Dr. Omar Farouk Ibrahim: It is important to note that Africa accounts for more than 13 percent of world oil exports and more than 7 percent of gas exports. It also has over 125 billion barrels of proven oil reserves and over 600 trillion cubic feet of gas. These are no mean reserves.
Gas, which represents a little over 17% of the world’s energy mix, is 70 percent controlled by about 13 countries. Among these countries, we have APPO Member Countries such as Algeria, Libya, Nigeria, Egypt and Equatorial Guinea. In the meantime, other large natural gas discoveries have been made in other African countries such as Mozambique, Uganda, Senegal, Mauritania, as well as Tanzania, Niger, Namibia, etc.

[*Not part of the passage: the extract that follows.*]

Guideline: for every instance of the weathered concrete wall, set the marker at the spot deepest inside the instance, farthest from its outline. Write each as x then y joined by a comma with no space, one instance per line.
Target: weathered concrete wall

This will make Africa a key player in international gas geopolitics. Already Europe is pushing for the actualization of the Trans-Saharan-Gas Pipeline Project, which starts from Warri in Nigeria and passes through Niger Republic through Algeria and finally to Europe. The crisis in Ukraine has increased the urgency for completion of this project. The seriousness with which these three countries take this project was demonstrated last February when the Ministers of Energy of the three APPO Member Countries, Mohammed Arkab of Algeria, Mahamane Sani Muhammadou of Niger and Timipre Sylva of Nigeria met in Niamey to sign an agreement to expedite the completion of the project. When completed the 4,128 kilometers gas pipeline shall carry 30 billion cubic meters of gas per annum. The completion of that project shall also usher a new era in the provision of energy to the cities and towns in the counties along which the pipeline shall pass.
While it is good to have foreign markets for African gas, it is important to note that when Europe becomes dependent on African gas, Africa cannot fail to provide gas to Europe when Europe needs it. Russia can afford not to supply gas to Europe and there is little that Europe can do to Russia. But that will not be the same for Africa. These are matter we should always have at the back of our minds as we go into partnerships.
Besides CAPE VIII, how would the rest of the year look like at APPO?
Dr. Omar Farouk Ibrahim: CAPE is just one of many activities organized by the APPO Secretariat. We are preparing for the APPO Summit of Heads of State, our Ministerial Council Meetings and the Secretariat is always busy pursuing its mandate. We are working on developing a Long-Term Strategy for the Organization in the Light of the Energy Transition. We are also working on bringing more oil and gas producing countries into the organization especially in the light of commitment to developing regional and continental energy market which can best be facilitated by the provision of cross border energy infrastructure across the continent.
The APPO Secretariat also conducts studies on various topics related to the entire value chain of the petroleum sector.